叶清芷讨好地说到:“所以殿下跟白小姐就是天造地设的一对,两个都是京城最美的人,像金童玉女一样。”
秦明泽的脸又塌下来了,这个女人会不会说话啊,难得自己高兴一下,她又说这样的话,她就是狼心狗肺的女人,不,是没有心的女人。
这时,全公公押着王良媛回来,说到:“回殿下,刚才去问了梅侧妃,梅侧妃说,这些东西都是她以前赏赐给王良媛的,只是没想到王良媛竟然凑成一套,触犯了殿下的忌讳。
奴才也问过王良媛和梅侧妃院子的人,大家都是这样说,说是梅侧妃之前赏赐的东西,王良媛想要迷惑殿下,故意打扮成先皇后的样子。”
秦明泽冷冷地说到:“那梅侧妃为什么有这些东西?她也想着打扮成向皇后的样子,然后来来唱歌跳舞吗?”
全公公说到:“梅侧妃说,这些首饰是之前找工匠打造,看着样式好,并不是有意跟先皇后的相似,只是凑在一起才成了先皇后的装扮。
奴才刚才看了一下这些首饰,只是相似,跟画上的并不是一样,王良媛应该也只是讨巧而已,看着相似就拼在一起。
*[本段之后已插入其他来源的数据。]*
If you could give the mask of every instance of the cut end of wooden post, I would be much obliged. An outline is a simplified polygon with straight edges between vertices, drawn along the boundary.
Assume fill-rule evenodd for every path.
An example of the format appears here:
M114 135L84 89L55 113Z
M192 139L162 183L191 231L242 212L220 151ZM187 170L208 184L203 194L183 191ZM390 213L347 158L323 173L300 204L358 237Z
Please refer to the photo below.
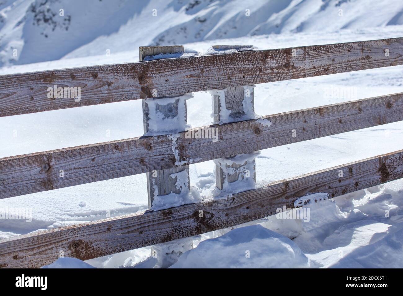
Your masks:
M140 62L144 60L147 56L155 56L156 54L167 54L184 52L183 45L167 45L158 46L140 46L139 47L139 60Z
M218 50L242 49L243 51L253 49L253 46L252 45L213 45L212 47Z

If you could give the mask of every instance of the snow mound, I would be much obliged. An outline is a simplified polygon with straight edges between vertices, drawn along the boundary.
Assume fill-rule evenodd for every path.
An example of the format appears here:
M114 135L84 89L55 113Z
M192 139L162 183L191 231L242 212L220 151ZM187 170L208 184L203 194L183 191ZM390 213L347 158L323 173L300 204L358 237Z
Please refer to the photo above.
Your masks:
M53 263L42 268L95 268L92 265L77 258L69 257L60 258Z
M260 225L233 230L186 252L173 268L309 267L310 262L289 238Z
M330 266L342 268L401 268L403 265L403 222L392 225L382 239L364 246Z

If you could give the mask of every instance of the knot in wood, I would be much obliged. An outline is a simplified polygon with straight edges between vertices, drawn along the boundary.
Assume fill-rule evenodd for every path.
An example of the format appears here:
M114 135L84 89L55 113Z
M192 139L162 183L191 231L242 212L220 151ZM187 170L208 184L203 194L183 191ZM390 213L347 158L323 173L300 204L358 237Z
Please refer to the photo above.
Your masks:
M47 162L45 162L44 164L42 164L41 166L42 168L42 170L44 172L46 172L50 168L50 166L49 164Z

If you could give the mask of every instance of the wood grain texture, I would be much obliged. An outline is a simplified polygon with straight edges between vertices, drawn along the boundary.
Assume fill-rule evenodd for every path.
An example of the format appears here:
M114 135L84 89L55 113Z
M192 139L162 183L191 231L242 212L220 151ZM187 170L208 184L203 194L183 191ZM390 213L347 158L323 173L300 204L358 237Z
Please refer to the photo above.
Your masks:
M151 97L153 89L164 96L402 64L401 37L4 75L0 116ZM54 85L81 87L81 100L48 99Z
M0 198L195 163L403 120L403 93L214 126L218 140L140 137L0 159ZM293 130L297 137L292 137ZM59 177L63 170L64 177Z
M339 177L339 170L344 172ZM105 256L231 227L293 208L299 197L330 197L403 178L403 150L279 181L219 199L55 228L0 240L0 267L39 267L59 257ZM202 218L199 210L204 212ZM309 223L309 222L308 222Z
”
王良媛哀嚎起来,“殿下,不是这样,真不是这样,妾身冤枉啊,这些都是梅侧妃今天送过来的,妾身的婢女都看到,只是她们都依附梅侧妃,没有一个人说实话,殿下,你要明察啊。”
秦明泽问到:“梅侧妃呢?她怎么没有过来?”
全公公说到:“梅侧妃说她的伤还没好,怕惊扰到殿下,就不过来了,如果殿下想问梅侧妃,奴才派人过去传唤。”
秦明泽淡淡地说到:“不必了,现在有点晚了,孤也累了,不用再问了,王良媛贬为奉仪,打一百板子,梅侧妃禁足三个月,叶侧妃抄写女戒五百遍,就这样吧。”
“殿下,殿下,妾身冤枉啊,妾身真的冤枉啊。”王良媛让人拖了出去,她很后悔啊,为什么要听叶清芷的话去争宠,为什么会被惩罚得那么严重,如果可以重来,她宁愿一辈子都不得宠,窝在她的小院子里面。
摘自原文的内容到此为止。